What if we had something like a VMOV s0 s1. I know that's not anything to do with this patch, but is that outlawed anywhere at the moment?

530

What about VPNOT or VPSEL? They would use both the vpr and the tail predicate to different extents.

VPSEL we seem to mark as IsValidForTailPredication, which I'm not sure about. We need to make sure it's using the "same" predicate as before (and making sure it doesn't just use whatever we had last put there, if we delete the vcpt!)

llvm/test/CodeGen/Thumb2/LowOverheadLoops/vmldava_in_vpt.mir
174

Another unrelated one, but there is nothing in the instructions of this loop that says that this is predicated on a hardware register, right? Or that is has unmodelled side effects? The refs to vpr and the vctp are removed but no other ref is added.

samparker marked 3 inline comments as done.Jan 13 2020, 6:59 AM
samparker added inline comments.
llvm/lib/Target/ARM/ARMLowOverheadLoops.cpp
525

It's not outlawed., why do we need to be concerned about it?

530

Good point. Yes, it looks like the problem is that we're only recording VPT blocks whereas, as you say, there are other instructions that also need handling. It looks like VPSEL/VPNOT would currently stuffed into the previous VPT block, even if they're not in one. This will mean that the predicates are checked for correctness, but it also could cause an assert too! I'll need to put up a different patch for that change.

llvm/test/CodeGen/Thumb2/LowOverheadLoops/vmldava_in_vpt.mir
174

Yes, at this point it's completely implicit, which I don't think is a problem currently. Maybe we could add a new register and a predicate def for LSTP and LETP, but I have no idea how invasive that would be for the predicate users.

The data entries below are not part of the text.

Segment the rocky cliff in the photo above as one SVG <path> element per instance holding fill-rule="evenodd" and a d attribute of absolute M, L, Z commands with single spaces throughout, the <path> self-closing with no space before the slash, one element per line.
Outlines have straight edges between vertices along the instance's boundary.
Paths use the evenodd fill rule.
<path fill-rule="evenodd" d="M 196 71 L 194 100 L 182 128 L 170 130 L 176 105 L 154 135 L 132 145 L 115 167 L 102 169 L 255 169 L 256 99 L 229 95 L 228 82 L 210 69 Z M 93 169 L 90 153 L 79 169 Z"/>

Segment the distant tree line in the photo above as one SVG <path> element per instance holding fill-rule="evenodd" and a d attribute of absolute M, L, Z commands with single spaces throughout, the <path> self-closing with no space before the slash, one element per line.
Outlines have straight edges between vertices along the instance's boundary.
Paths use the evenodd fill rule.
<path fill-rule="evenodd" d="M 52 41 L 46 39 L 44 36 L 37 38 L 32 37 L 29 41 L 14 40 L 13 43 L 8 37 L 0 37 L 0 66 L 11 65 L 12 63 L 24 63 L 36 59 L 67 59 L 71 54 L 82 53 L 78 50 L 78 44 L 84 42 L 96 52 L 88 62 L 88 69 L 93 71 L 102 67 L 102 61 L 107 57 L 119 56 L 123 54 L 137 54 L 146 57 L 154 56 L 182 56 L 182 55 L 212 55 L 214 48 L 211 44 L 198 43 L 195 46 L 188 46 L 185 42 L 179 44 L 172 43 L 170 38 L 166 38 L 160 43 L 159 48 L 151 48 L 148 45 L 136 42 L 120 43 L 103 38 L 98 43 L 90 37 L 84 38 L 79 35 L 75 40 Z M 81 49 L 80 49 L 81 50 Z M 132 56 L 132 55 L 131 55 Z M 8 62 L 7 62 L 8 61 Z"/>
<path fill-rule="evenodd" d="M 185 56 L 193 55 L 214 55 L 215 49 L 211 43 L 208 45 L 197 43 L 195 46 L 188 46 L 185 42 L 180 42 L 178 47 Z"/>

dmgreen added inline comments.Jan 13 2020, 7:18 AM
llvm/lib/Target/ARM/ARMLowOverheadLoops.cpp
525

If we did VMOV s7, s0; VMOV s6, s1; VMOV s5, s2; VMOV s4, s3, that would be a reverse shuffle of a i32 vector. I would presume that would be trouble for tail prediction as it can no longer really be sure about what lanes are and are not predicated.

530

Sounds good. I think they are both currently outside of IT blocks. We should be folding VPNOT into blocks where we can (creating else's), but are not yet. The same thing could be done for VPSEL in the future, turning it into a VMOVt.

llvm/test/CodeGen/Thumb2/LowOverheadLoops/vmldava_in_vpt.mir
174

I may be possible to add something similar to VPR, to the MVE_P base of all MVE instructions. Might be some differences in register orders though. Like you said, this is very late so might not be a problem currently. It's best not to be implicit if we can help it though.

dmgreen accepted this revision.Jan 14 2020, 12:17 AM

LGTM by the way. I hadn't meant to tread on Sjoerd toes, I didn't see he was taking a look already. The issues were mostly unrelated, this looks like a nice improvement on it's own.

samparker marked an inline comment as done.Jan 14 2020, 1:45 AM
samparker added inline comments.
llvm/lib/Target/ARM/ARMLowOverheadLoops.cpp
525

The conversion has to be about predication conversion, just making sure that it is equivalent, so these shouldn't be a problem. What needs to happen though is checking for values live in and out.... and then checking whether these scalar regs are aliasing the Q regs. I'm currently working on this.

This revision was automatically updated to reflect the committed changes.